We are attempting to simulate this kind of load using tools like Apache Bench and Siege.
While the key metric seems to me number of concurrent users, and we've got our report results, we still feel like we're in the dark.
What I want to ask is: What kinds of things should we be testing to anticipate this kind of traffic?
50 concurrent users 1000 Times? 500 concurrent users 10 times?
We're looking at DB errors, apache timeouts, and response times. What else should we be looking at?
This is a vague question and I know there is no "right" answer, we're just looking for some general thoughts on how to determine what our infrastructure can realistically handle.
Thanks in advance!
Simultaneous users is certainly one of the key factors - especially as that applies to DB connection pools, etc. But you will also want to verify that the page rate (pages/sec) of your tests is also in the range you expect. If the the think-time in your testcases is off by much, you can accidentally simulate a much higher (or lower) page rate than your real-world traffic. Think time is the amount of time the user spends between page requests - reading the page, filling out a form, etc.
Depending on what other information you have on hand, this might help you calculate the number of simultaneous users to simulate:
Virtual User Calculators
The complete page load time seen by the end-user is usually the most important metric to evaluate system performance. You'll also want to look for failure rates on all transactions. You should also be on the lookout for transactions that never complete. Some testing tools do not report these very well, allowing simulated users to hang indefinitely when the server doesn't respond...and not reporting this condition. Look for tools that report the number of users waiting on a given page or transaction and the average amount of time those users are waiting.
As for the server-side metrics to look for, what other technologies is your app built on? You'll want to look at different things for a .NET app vs. a PHP app.
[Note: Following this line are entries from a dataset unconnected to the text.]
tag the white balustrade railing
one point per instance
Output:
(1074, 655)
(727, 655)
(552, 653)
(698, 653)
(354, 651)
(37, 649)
Lastly, we have found it very valuable to look at how the system responds to increasing load, rather than looking at just a single level of load. This article goes into more detail.
Ideally you are going to want to model your usage to the user, but creating simulated concurrent sessions for 100k users is usually not easily accomplished.
The best source would be to check out your logs for the busiest hour and try and figure out a way to model that load level.
The database is usually a critical piece of infrastructure, so I would look at recording the number and length of lock waits as well as the number and duration of db statements.
Another key item to look at is disk queue lengths.
Mostly the process is to look for slow responses either in across the whole site or for specific pages and then hone in on the cause.
The biggest problem for load testing is that is quite hard to test your network and if you have (as most public sites do) a limited bandwidth through your ISP, that may create a performance issue that is not reflected in the load tests.